The project gitcrawler can crawl all the projects in GITHUB. The project gitcrawler should run as:
java -jar gitcrawler.jar
You can also import the project into eclipse directly, find the main class cn.yyx.research.gitcrawler.gitcrawler.App
, then right click it and choose 'Run as Java Applications'.
In the console or the command line, you can type 'start' directly, the gitcrawler will start to crawl projects on github.
Before you type 'start', you could type 'initial para1:para2:para3:para4:para5' to initial the crawler.
Here is meanings of the five parameters:para1 to para5:
para1 : number of threads used to crawl the projects.
para2 : the minimum stars of a project, all projects with smaller number of stars than this number will be ignored.
para3 : the range of stars. Only projects with stars between 'starbegin' and 'starbegin + starrange' will be crawled.
para4 : language, the language of projects, such as Java, C, C#, etc.
para5 : dest directory, where to put the crawled projects.
Here is an overall example:
you firstly type:
initial 10:50:5:java:~/HomeSpace/AllZipFile
then you type:
start
The two commands will use 10 threads to crawl Java projects with stars between 50-55, the crawled projects will be put into the directory '~/HomeSpace/AllZipFile' in Linux. The way is similar on Windows. I guess it also works on Mac because I did not use any external library in this project.

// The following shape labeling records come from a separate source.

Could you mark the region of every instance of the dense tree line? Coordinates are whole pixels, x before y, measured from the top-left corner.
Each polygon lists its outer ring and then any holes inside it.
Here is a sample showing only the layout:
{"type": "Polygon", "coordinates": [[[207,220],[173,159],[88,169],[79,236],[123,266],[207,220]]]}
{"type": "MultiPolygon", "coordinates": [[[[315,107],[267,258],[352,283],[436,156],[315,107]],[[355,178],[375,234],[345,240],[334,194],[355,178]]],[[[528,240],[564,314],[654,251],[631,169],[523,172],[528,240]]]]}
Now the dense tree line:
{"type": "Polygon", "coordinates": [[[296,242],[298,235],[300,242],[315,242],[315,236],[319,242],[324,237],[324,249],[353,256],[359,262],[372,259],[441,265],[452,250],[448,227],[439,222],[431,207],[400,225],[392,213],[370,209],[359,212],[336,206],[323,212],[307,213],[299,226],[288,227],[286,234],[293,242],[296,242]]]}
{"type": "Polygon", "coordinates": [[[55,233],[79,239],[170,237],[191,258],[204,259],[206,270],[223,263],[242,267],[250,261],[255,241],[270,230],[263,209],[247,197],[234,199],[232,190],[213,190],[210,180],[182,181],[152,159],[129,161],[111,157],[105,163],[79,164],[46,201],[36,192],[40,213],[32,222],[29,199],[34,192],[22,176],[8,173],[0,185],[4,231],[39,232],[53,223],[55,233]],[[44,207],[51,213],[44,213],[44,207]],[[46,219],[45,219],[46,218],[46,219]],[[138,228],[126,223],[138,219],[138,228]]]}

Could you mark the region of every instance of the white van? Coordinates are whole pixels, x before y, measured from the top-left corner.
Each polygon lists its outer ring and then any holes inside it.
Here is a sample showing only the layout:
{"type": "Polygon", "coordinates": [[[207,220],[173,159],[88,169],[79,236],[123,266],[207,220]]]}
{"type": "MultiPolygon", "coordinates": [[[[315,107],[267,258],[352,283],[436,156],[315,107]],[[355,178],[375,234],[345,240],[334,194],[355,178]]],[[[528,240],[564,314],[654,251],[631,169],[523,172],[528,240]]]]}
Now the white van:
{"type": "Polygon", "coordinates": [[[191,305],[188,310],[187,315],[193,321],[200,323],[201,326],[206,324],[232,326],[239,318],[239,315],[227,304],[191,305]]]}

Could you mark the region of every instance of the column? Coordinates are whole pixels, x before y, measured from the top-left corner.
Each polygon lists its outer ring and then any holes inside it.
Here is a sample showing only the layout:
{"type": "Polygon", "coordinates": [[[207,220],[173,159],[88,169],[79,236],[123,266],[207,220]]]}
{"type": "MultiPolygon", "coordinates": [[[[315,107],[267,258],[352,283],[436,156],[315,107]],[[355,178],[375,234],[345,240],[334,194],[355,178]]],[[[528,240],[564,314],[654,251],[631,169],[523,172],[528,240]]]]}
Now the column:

Note that, the projects crawled is of zip format. We need to unzip all these zip files. In https://github.com/yangyixiaof/gitcrawler/tree/master/gitcrawler/UnzipScript, we offer a linux bash script unzipAll.sh to unzip all these zip files.
The usage of the unzipAll.sh is as follows:
./unzipAll.sh WhereTheZipFilesExist
WhereTheZipFilesExist is the path to the directory you put the crawled projects, WhereTheZipFilesExist should be the same as 'para5' described above.
Here is an example:
./unzipAll.sh ~/HomeSpace/AllZipFile
The unzipped files will be put into the directory named 'UnzipPool' in the current directory where your command line is located.
The project programprocessor translates Java to IR. The project program processor should run as: java -jar programprocessor.jar
then, input command: start PathToSourceRepository PathToWhereIRIsPut
an example is: start /home/yyx/CodeComletionTestSpace/CodeSource /home/yyx/CodeComletionTestSpace/IR_yyx The path /home/yyx/CodeComletionTestSpace/CodeSource is where the source codes are put. The path /home/yyx/CodeComletionTestSpace/IR_yyx is where the geneted IR is put.